Опять мысленно звал, кричал, ругался, грозился, объяснялся ей в любви, когда привёз её в свою квартиру и уложил здесь, на кровать в спальне.
Теперь каждые 12 часов ставлю капельницу и сижу здесь с ней рядом. Уже не кричу, не ругаюсь, не грожусь, только шепчу, что люблю, что мне нет жизни без неё, что если она не выживет, я умру вместе с ней…
Она спит, а я не знаю, как её разбудить.
Отец приезжал, привозил доктора для меня. Тот извлёк оплавленные пластины моих доспехов из плеча, уколол антибиотики и наложил повязки. Теперь медсестра из госпиталя МТСБ приезжает и меняет их.
Сегодня получил четыре сообщения, что должен вернуть гражданку Волкову в госпиталь Службы Безопасности Магроса. Четыре раза ответил: «Нет. Ни за что!»
Отец звонил, просил «не дурить».
Я его чуть не послал. Он же понимает, что запрут они Алёну в своём секретном учреждении и я больше её никогда не увижу.

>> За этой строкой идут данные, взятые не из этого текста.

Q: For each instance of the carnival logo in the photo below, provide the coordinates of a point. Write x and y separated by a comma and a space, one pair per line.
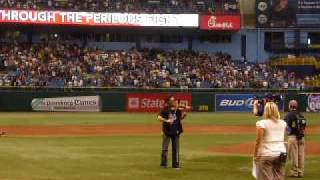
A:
314, 102
262, 6
262, 19
212, 23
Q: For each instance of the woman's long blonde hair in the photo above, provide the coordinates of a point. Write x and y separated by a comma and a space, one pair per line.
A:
271, 111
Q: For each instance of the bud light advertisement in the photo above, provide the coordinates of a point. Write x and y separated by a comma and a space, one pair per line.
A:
238, 102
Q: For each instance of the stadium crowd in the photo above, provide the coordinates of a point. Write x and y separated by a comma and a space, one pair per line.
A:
60, 64
138, 6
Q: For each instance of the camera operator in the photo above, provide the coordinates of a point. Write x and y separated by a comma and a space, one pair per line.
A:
296, 142
171, 116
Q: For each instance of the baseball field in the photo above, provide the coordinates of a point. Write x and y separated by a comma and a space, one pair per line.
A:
121, 146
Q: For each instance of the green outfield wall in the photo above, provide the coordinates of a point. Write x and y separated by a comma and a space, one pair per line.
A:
143, 100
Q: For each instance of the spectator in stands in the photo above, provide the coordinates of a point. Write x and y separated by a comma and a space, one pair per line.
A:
61, 63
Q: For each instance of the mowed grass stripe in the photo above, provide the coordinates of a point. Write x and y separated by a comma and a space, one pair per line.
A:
32, 118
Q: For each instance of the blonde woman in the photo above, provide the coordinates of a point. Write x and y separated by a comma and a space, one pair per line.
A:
270, 144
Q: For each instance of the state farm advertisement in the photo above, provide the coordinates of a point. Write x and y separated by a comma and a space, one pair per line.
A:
98, 19
153, 102
220, 22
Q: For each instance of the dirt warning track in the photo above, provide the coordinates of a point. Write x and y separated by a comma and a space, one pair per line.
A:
127, 129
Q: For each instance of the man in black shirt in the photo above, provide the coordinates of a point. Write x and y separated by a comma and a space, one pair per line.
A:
296, 142
171, 116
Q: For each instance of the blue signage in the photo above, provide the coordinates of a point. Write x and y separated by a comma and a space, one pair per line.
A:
237, 102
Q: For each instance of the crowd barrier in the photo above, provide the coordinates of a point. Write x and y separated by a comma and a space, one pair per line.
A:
144, 100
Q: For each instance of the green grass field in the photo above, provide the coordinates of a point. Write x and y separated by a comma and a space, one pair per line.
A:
134, 157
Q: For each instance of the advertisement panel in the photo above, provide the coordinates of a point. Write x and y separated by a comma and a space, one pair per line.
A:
153, 102
67, 104
313, 103
98, 19
237, 102
288, 13
228, 22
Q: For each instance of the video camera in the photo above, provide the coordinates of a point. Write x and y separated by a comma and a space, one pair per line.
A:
269, 98
262, 100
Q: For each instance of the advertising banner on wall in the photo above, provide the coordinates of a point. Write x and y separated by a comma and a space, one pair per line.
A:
67, 104
98, 19
288, 13
228, 22
153, 102
313, 103
237, 103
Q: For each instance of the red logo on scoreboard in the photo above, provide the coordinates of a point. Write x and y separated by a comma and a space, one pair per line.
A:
220, 22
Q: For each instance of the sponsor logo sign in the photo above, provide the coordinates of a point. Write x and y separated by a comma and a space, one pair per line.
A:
220, 22
237, 103
153, 102
313, 103
68, 104
98, 19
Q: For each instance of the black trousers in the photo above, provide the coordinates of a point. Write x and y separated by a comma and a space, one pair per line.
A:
175, 150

А реально ведь не помогут ей. Помочь ей могу только я. Я с ней связан душой, телом, магией, мыслями…
Обнимал её, целовал безжизненные губы, но… она спит, не отвечает…
Как разбудить тебя, моя маленькая девочка?
Грохот и скрежет когтей на балконе вырывает меня из невесёлых мыслей. Рычание ящера, пронзительный визг соседской барышни и грозный голос её супруга, сопровождаемый грохотом чего-то тяжёлого в стену:
– Убери нахрен этого монстра!!! Я буду жаловаться! Полицию вызову!
Да, вот она моя зубастая действительность. Я тяжко вздыхаю.
Ящер считает, что он питомец Алёны, и сколько я ни просил его оставаться в Райских Садах Техномагического Института Зоологии, он всё равно прилетает и, взгромоздя свой толстый зад на мой балкон, шкребётся в окно спальни, в надежде, что она выйдет к нему.
– Тимар, – подхожу к окну, открываю его и чешу, любезно подставленную моей руке, шипастую морду. – Спит она.
Он всовывается в комнату, дабы убедиться, что я говорю правду. Убеждается, а потом вопросительно смотрит на меня.
– Я пытаюсь её разбудить, но не получается, – доверительно беседую с монстром, садясь на подоконник. – А ты бы оставался в Садах, а? Ну не надо рисковать и прилетать каждый вечер. Когда она проснётся, обещаю, мы придём тебя навестить.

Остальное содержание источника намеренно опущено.